Cédric Morgan (mor, mer, et gan, chant, en breton), après avoir publié plusieurs romans, s'essaye au "noir". Kafka ramait le dimanche ? Il s'agit d'un poème de Jude Stefan, dans lequel il n'est d'ailleurs absolument pas question de l'écrivain pragois ! Simplement, le poète aime "les titres en déphasage avec le contenu du texte, ce qui surprend, dérange le confort du lecteur".


Pontivy. Une petite ville morbihannaise située dans le ventre mou de la Bretagne. Tranquille, assoupie, elle se réveille en sursaut quand Richard Desplouze, professeur de lycée (apparemment) sans histoires, est assassiné alors qu'il faisait son jogging.

La juge d'instruction chargée de l'affaire, voyant que l'enquête patine, fait appel à ses francs-tireurs préférés : Marquis et Ségolène. Malgré leur "aspect bancal et total amateur", ils ont déjà éclairci quelques affaires. De façon anonyme, bien-sûr. Les voilà donc en mission secrète le long du Blavet. Cette fois, Marquis jouera à l'écrivain avide de fait divers, accompagné de sa fidèle assistante.
Ségo, dotée d'un physique disons avantageux, ne tarde pas à recueillir confessions et témoignages, s'octroyant à l'occasion quelques récréations érotiques (les allusions sexuelles fleurissent tout au long du récit, mais le parasitent un peu, à force).

En furetant ici et là, parmi les autochtones et les connaissances de la victime, les deux compères se rendent compte que Desplouze n'était pas le modèle de vertu vanté par ses collègues, et qu'il fricotait volontiers avec ses élèves, en plus de ses conquêtes parmi la gent féminine locale.
Alors, crime passionnel ? Maîtresse reconduite, mari furieux ? L'ennui, c'est que personne dans son entourage n'a de mobile véritable ni le profil d'un assassin.


Plus que l'intrigue - assez conventionnelle - et la fantaisie des personnages, c'est la langue qui retient l'attention.
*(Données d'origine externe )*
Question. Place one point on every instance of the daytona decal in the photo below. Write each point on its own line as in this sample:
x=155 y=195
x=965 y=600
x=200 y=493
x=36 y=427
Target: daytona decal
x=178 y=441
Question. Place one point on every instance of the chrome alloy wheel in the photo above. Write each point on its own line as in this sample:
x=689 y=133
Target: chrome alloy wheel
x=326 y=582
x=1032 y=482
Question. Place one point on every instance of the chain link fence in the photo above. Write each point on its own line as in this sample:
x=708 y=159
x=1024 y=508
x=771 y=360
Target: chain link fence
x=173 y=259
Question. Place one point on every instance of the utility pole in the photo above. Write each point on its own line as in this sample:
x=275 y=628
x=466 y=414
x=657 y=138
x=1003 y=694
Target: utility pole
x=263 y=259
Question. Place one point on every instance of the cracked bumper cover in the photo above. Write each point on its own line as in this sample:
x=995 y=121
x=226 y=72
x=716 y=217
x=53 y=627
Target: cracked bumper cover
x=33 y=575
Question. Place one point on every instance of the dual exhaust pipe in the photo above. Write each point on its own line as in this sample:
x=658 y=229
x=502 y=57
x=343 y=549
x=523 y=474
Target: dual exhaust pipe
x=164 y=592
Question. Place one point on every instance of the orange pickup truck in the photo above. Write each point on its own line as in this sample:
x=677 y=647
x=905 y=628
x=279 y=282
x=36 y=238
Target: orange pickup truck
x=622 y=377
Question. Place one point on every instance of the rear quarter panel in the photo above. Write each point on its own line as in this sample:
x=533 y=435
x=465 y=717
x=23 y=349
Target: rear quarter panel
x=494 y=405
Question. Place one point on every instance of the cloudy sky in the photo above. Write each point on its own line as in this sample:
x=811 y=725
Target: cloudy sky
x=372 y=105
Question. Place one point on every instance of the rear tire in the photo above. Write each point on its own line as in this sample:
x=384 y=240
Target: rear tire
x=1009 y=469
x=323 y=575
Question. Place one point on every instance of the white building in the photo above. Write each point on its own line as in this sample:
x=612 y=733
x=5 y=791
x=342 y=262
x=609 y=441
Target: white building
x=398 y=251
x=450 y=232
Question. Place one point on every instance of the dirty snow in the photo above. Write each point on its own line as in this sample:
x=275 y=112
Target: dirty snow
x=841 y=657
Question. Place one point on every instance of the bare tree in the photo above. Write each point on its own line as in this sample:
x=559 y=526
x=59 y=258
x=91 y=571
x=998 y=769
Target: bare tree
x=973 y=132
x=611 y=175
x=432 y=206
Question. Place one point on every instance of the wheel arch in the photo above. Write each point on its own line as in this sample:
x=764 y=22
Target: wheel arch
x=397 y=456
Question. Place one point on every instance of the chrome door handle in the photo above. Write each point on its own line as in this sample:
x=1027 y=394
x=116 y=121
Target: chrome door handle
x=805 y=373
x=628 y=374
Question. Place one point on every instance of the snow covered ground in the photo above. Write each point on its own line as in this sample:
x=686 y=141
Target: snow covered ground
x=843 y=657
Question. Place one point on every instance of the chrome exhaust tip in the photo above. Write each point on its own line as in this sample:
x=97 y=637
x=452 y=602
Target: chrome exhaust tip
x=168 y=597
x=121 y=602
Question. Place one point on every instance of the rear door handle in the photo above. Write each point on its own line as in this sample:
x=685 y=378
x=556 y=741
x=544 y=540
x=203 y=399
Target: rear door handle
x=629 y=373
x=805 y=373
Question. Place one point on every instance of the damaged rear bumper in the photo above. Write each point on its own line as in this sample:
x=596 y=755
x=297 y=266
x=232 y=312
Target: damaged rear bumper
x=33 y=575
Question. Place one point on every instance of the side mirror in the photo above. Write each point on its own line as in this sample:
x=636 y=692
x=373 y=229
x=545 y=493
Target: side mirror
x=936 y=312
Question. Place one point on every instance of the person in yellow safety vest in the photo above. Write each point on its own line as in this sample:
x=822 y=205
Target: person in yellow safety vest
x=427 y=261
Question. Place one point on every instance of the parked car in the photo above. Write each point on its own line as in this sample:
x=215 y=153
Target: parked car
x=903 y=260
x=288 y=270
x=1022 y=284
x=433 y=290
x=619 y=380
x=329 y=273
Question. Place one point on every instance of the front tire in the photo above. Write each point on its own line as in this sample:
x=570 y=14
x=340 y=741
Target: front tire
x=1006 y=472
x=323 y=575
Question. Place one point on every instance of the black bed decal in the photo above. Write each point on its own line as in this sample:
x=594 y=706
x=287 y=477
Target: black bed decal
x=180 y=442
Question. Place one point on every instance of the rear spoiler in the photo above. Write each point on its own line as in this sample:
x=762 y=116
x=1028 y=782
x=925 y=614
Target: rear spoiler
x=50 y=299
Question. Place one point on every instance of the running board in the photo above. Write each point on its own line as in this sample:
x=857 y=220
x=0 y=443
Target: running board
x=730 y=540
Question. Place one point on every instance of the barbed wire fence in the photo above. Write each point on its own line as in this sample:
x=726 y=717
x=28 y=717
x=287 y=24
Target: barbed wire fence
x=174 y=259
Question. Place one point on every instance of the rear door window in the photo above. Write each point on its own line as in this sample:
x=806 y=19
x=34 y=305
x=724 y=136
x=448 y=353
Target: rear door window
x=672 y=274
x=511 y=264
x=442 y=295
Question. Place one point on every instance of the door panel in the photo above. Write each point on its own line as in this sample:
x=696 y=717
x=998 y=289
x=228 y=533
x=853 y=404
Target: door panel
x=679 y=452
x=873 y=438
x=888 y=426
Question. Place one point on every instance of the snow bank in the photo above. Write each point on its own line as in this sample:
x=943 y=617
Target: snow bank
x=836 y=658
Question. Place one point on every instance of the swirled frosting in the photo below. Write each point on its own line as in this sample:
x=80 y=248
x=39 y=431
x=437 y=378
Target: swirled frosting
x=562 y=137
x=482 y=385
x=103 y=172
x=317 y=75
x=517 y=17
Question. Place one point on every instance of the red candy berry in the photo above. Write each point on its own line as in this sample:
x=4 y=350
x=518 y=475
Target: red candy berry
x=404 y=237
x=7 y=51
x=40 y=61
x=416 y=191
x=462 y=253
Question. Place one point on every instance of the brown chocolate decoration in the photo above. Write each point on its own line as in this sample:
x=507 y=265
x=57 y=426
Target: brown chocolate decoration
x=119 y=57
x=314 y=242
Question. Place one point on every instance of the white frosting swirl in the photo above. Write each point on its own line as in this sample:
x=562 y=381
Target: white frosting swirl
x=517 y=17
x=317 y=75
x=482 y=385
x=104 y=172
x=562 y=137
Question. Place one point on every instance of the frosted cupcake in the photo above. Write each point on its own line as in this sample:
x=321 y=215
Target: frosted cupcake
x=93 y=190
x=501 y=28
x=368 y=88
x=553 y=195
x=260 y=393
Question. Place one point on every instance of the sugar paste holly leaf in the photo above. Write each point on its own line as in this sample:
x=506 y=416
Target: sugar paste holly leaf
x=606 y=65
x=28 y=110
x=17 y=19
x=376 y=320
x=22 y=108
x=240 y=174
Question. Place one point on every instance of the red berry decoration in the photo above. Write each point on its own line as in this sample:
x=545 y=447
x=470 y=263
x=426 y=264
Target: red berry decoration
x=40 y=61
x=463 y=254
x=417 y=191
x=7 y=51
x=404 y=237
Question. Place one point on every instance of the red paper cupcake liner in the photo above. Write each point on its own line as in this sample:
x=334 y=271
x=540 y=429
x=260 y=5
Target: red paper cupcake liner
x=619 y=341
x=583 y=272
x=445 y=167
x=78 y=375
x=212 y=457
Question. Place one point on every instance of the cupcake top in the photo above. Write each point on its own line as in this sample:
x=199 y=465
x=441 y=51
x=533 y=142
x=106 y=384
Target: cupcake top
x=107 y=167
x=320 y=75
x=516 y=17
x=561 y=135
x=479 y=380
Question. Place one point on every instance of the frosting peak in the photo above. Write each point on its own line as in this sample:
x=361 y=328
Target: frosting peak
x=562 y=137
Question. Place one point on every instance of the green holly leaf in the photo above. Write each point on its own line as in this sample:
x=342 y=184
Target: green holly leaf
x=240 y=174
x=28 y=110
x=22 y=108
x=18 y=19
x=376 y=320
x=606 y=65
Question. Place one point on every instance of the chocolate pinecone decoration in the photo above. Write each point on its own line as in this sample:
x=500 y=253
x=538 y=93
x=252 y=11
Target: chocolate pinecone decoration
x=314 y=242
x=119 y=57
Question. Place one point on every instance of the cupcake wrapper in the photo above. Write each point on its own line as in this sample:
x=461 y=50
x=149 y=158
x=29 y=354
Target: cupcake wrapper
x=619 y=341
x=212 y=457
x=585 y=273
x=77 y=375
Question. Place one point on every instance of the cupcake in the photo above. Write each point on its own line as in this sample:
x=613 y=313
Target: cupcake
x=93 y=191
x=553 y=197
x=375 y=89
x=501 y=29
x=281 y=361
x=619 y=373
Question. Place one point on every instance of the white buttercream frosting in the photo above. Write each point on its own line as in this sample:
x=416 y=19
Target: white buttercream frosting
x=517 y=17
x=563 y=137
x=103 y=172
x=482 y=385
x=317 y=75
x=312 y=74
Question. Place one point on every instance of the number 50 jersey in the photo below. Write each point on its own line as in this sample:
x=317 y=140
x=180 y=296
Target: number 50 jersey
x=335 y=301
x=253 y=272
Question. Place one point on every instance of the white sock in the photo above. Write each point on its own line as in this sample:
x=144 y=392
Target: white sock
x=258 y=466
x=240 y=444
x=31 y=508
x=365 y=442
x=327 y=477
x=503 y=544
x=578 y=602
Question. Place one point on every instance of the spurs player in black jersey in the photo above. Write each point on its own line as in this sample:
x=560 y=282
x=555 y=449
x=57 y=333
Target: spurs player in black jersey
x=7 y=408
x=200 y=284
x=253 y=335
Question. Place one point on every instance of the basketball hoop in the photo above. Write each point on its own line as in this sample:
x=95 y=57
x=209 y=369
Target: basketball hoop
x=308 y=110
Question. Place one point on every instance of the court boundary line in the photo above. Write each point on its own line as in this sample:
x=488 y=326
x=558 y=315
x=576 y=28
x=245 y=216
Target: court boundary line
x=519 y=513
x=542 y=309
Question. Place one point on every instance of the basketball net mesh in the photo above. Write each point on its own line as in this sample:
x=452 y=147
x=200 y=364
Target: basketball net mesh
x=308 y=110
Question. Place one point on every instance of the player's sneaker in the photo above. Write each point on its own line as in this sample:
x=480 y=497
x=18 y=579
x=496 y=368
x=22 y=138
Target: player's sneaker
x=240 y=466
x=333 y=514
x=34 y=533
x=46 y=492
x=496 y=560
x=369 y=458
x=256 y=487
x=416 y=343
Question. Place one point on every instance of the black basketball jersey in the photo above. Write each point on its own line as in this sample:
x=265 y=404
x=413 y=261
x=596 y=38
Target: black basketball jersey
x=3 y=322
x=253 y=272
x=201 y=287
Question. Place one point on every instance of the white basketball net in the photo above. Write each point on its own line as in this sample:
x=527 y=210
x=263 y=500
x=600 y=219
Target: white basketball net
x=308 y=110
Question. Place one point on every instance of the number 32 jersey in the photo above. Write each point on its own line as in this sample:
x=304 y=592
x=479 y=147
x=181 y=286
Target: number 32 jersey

Cédric Morgan sait manier les mots, et de belle façon. Le langage est soutenu, la métaphore subtile, et la prose élégante, bien qu'un peu engoncée parfois dans ses replis et ses atours. D'aucuns diraient précieuse. Peut-être. Mais elle possède du maintien et une certaine prestance, c'est indéniable.

Cependant, ne croyez pas qu'elle est simplement "jolie". Le propos peut être acerbe, la répartie cinglante.
L'auteur n'y va pas de main morte avec la jeunesse par exemple, jugez plutôt :
"(...) tous les jeudi soir, des djeunes font la fête place de la Duchesse et alentour. c'est le quartier de la soif. On boit, on discute, on mange, on chante, on fume, on pisse, sans parler du reste, et on fait du bruit avec tout ce qui vous tombe sous la main. A l'apogée de la ribouldingue, vers les deux, trois heures du matin, on pionce, on se bat ou on rebaise, dans le désordre, et toujours sur le trottoir. C'est le fesse-noz de la semaine, la distraction de la jeunesse d'aujourd'hui, la civilisation de demain."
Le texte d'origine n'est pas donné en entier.